Judul Buku : Bumi Manusia
Penulis : Pramoedya Ananta Toer
Jumlah Halaman : 535
Penerbit : Hasta Mitra
Novel Bumi berlatarkan tahun 1898 dan memberikan gambaran menarik tentang kehidupan kolonial di Indonesia saat itu. Novel ini ditulis dengan tokoh utama Minke. Sebagai Pribumi ia tidak memiliki nama resmi, ia dipanggil dengan beberapa nama -- Sinyo atau Nyo, Gus, dan yang paling umum Minke. Ia adalah pribumi satu-satunya yang bersekolah di sekolah elit Belanda, H.B.S atau Hogere Burgerschool. Saat ini HBS setara dengan Sekolah Menengah Atas (SMA). Minke disekolahkan agar kelak menggantikan ayahnya sebagai Bupati Wonokromo.

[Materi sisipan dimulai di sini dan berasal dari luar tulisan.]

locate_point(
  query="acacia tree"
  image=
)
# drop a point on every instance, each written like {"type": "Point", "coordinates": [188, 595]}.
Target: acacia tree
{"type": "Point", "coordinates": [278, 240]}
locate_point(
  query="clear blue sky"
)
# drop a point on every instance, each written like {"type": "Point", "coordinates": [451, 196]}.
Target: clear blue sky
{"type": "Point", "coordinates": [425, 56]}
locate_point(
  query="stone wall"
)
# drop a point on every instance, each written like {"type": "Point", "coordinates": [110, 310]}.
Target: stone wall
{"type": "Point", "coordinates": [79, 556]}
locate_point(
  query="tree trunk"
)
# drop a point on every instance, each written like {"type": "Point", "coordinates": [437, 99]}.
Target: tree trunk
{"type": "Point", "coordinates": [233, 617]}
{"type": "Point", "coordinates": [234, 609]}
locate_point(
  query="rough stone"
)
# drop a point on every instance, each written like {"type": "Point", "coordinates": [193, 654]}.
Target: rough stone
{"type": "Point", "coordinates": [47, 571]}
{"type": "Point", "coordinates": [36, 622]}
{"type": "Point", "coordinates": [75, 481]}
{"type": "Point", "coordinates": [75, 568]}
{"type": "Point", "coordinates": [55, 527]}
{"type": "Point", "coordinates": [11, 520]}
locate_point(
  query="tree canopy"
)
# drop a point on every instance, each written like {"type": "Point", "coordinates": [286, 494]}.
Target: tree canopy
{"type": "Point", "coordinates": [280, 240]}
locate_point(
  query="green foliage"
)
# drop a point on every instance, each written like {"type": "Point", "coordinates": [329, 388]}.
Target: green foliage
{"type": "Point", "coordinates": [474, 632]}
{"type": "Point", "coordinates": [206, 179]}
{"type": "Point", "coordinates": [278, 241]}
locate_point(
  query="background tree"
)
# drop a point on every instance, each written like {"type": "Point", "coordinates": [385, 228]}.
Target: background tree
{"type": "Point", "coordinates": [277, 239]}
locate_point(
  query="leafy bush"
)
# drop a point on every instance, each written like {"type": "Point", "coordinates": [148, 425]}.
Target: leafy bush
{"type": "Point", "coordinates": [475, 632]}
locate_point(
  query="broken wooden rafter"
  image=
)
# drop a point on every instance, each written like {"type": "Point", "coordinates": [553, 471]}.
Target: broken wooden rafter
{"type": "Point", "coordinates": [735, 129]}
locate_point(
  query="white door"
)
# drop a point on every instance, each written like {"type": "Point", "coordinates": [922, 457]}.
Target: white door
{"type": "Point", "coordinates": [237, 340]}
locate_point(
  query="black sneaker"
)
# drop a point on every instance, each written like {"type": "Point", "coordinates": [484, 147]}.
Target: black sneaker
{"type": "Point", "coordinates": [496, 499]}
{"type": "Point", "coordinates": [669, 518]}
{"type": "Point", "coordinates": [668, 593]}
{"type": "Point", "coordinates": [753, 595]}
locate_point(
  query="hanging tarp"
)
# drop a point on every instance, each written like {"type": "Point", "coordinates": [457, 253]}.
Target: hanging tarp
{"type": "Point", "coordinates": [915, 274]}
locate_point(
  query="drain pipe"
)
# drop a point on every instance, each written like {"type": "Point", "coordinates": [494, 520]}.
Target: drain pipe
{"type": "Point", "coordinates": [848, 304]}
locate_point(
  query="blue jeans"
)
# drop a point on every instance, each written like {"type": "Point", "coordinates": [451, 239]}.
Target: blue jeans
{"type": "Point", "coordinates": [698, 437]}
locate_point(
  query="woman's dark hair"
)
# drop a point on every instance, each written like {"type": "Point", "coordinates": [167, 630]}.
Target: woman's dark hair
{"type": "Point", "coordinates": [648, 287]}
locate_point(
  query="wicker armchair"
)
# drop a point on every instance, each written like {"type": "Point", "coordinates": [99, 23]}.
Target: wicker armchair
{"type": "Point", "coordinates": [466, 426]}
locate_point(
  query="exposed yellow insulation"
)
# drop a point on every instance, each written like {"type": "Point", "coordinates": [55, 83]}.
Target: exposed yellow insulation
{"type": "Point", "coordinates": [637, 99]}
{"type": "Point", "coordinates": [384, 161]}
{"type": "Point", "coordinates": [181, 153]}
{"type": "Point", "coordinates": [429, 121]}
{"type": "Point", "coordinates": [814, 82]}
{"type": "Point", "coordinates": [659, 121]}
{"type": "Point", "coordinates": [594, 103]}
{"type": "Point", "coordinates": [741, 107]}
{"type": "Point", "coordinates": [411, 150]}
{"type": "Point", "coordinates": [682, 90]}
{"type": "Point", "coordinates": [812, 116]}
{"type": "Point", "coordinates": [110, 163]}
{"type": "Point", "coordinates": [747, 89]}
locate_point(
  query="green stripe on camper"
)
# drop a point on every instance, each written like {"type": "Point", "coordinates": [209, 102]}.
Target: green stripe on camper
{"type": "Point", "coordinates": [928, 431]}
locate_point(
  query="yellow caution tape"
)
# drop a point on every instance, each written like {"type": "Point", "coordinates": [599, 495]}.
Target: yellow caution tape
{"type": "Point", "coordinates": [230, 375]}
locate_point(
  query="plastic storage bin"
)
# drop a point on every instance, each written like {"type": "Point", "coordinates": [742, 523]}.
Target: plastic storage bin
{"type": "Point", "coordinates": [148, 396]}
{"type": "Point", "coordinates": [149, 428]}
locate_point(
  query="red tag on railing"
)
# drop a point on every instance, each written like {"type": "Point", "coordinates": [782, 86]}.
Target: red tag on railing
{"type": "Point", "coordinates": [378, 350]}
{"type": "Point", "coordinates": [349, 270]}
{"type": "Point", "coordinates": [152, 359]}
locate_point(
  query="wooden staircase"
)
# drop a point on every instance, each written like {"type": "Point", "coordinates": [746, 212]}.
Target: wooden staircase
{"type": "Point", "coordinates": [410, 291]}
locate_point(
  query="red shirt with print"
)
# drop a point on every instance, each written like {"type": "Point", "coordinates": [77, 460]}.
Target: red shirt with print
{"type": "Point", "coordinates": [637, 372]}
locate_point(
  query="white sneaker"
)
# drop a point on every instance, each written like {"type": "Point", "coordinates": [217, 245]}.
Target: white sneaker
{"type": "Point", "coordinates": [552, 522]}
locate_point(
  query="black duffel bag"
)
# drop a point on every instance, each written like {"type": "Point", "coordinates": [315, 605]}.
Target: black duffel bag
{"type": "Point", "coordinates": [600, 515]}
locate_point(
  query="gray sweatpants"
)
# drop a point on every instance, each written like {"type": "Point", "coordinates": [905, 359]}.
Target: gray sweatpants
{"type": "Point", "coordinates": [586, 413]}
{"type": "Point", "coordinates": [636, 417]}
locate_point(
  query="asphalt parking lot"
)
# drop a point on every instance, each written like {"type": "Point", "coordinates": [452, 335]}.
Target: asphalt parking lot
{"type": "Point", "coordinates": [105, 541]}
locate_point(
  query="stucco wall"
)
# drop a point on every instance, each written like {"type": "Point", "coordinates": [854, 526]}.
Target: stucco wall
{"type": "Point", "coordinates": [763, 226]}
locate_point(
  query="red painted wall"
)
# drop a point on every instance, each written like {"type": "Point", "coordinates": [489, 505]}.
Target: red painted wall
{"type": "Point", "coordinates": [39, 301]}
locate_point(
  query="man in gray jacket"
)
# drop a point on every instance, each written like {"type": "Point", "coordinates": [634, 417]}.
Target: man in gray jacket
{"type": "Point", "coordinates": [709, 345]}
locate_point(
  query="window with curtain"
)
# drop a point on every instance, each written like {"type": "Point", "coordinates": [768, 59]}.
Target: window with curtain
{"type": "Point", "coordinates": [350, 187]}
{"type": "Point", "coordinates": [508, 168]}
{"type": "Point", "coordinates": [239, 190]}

Tetapi Minke tidak tertarik untuk mejadi Bupati. Sebagai seorang pribumi, dia bisa dianggap cerdas dan tidak kalah dengan orang-orang Belanda. Minke adalah seseorang yang jatuh cinta pada sastra dan memiliki kepiawaian dalam merangkai tulisan. Dalam seri Bumi Manusia ini, minke aktif menulis pada majalah dan koran Belanda dengan nama samaran Max Tollenaar.
Di awal novel, ia dikenalkan dengan selir sukses Nyai Ontosoroh dan putrinya yang cantik, Annelies, dan lambat laun ditarik masuk ke dalam kehidupan mereka. Novel ini mengajarkan jenjang hierarkis yang kontras antara pribumi dan orang Belanda.
Belanda berupaya mempertahankan status quo mereka sebagai puncak dalam stratifikasi sosial dan mencegah upaya-upaya dari pribumi untuk setara dengan mereka. Sebagai seorang terpelajar yang memahami semangat Revolusi Prancis, Kondisi tersebut menjadi dilema bagi Minke. Hidup ternyata menjadi paradoks bagi Minke -- di satu sisi pendidikannya mengajarkannya untuk berpikir dan bernalar serta percaya bahwa manusia bebas dan setara sementara di sisi lain struktur kolonial, di mana ia hidup, bekerja untuk memastikan bahwa hanya sedikit yang tersisa (perlawananya atas kondisi ini dimulai pada seri Anak Semua Bangsa, seri kedua setelah Bumi Manusia dalam Tetralogi Pulau Buruh).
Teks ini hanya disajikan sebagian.